Classic Tuna Noodle Casserole never tasted so good with an easy to make luscious cheesy cream sauce and a simple four ingredient crunchy breadcrumb topping.
This is one of my husband’s favorite casseroles and one the whole family enjoys. I like to add some frozen baby peas and I use the tuna that is packed in the pouches because it seems to be a lot less dry than canned tuna. It really is a whole meal in itself but if you want to step it up a notch serve with Easy Sweet Maple Dinner Rolls or Garlic Knots.
Why this recipe works!
- I am not a huge fan of cream of condensed canned soups. To me they all taste the same. This recipe uses an easy to make fresh creamy cheese sauce that gives it that knock it out of the park flavor.
- There is absolutely nothing complicated about this recipe. No special equipment or techniques are required. Even a novice cook can handle this meal preparation.
- The ingredients for this recipe are readily available at your local supermarket and many of them you may already have on hand.
How to make Tuna Noodle Casserole
Start by cooking your noodles (al dente) according to the instructions on the package and drain well. Meanwhile in a separate skillet melt the butter. Then sprinkle the flour over the melted butter. Now cook over medium low heat for 2-3 minutes whisking constantly. Slowly whisk in the milk until smooth and combined. Next whisk in the onion powder, garlic powder, salt, fresh ground black pepper and parsley. Simmer for about 5 minutes or until ever so slightly thickened. Then remove from the heat and whisk in the grated cheese. tuna and peas. Place the drained noodles n a greased casserole dish. Cover with the cheesy tuna mixture and stir to coat.
Now in a small bowl combine the breadcrumbs, butter, Parmesan cheese and parsley. Stir with a fork to coat and keep light and airy. Then evenly sprinkle over the casserole dish. Bake in a preheated oven for about 15-20 minutes or until the casserole is heated through and lightly browned on the top.
Recipe notes and tips for Tuna Noodle Casserole
- Cook the egg noodles al dente since you will be cooking them in the oven for 20 minutes or so. This keeps them from becoming mushy.
- If possible use tuna that is vacuum sealed in pouches. It tastes so much better and seems to be a lot less dry than canned tuna.
- Do not over simmer the white sauce. 4-5 minutes is long enough for the sauce to slightly thicken. Be sure to whisk frequently.
- Use freshly grated cheese. Pre-grated cheese may contain additives that keep it from melting properly.
- Remove the white sauce from the heat before whisking in the cheese.
Can you freeze Tuna Noodle Casserole?
If preparing the casserole in advance freeze the egg noodle and cheesy tuna mixture mixed together but not baked yet. Simply add them to a large freezer zipper bag and store for up to 2 months. Then simply defrost in the refrigerator 24-48 hours in advance. Add the contents of the zipper bag to a greased casserole dish. Prepare the crumb topping and sprinkle over the casserole. Bake as directed adding 3-5 minutes baking time.

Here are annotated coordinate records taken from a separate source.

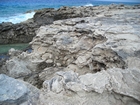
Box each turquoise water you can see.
[0,0,139,23]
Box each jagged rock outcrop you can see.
[0,74,39,105]
[0,23,38,44]
[1,5,140,105]
[39,68,140,105]
[0,5,140,44]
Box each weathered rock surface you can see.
[0,74,39,105]
[0,5,140,44]
[40,69,140,105]
[0,23,38,44]
[0,5,140,105]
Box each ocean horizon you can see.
[0,0,140,24]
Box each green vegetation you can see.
[0,43,29,54]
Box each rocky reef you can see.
[0,5,140,105]
[0,5,140,44]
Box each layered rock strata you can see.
[2,6,140,105]
[0,5,140,44]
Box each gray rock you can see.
[40,68,140,105]
[0,74,29,105]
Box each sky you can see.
[100,0,140,2]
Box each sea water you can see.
[0,0,138,23]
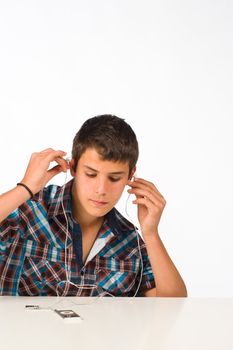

If freezing leftovers simply cover the remaining casserole with aluminum foil and place in the freezer for several hours. Once frozen solid remove from the casserole dish and place in a freezer zipper bag. Freeze for up to 2 months. When ready to eat place in clean casserole dish and thaw in the refrigerator overnight. Bake as directed adding 3-5 minutes baking time.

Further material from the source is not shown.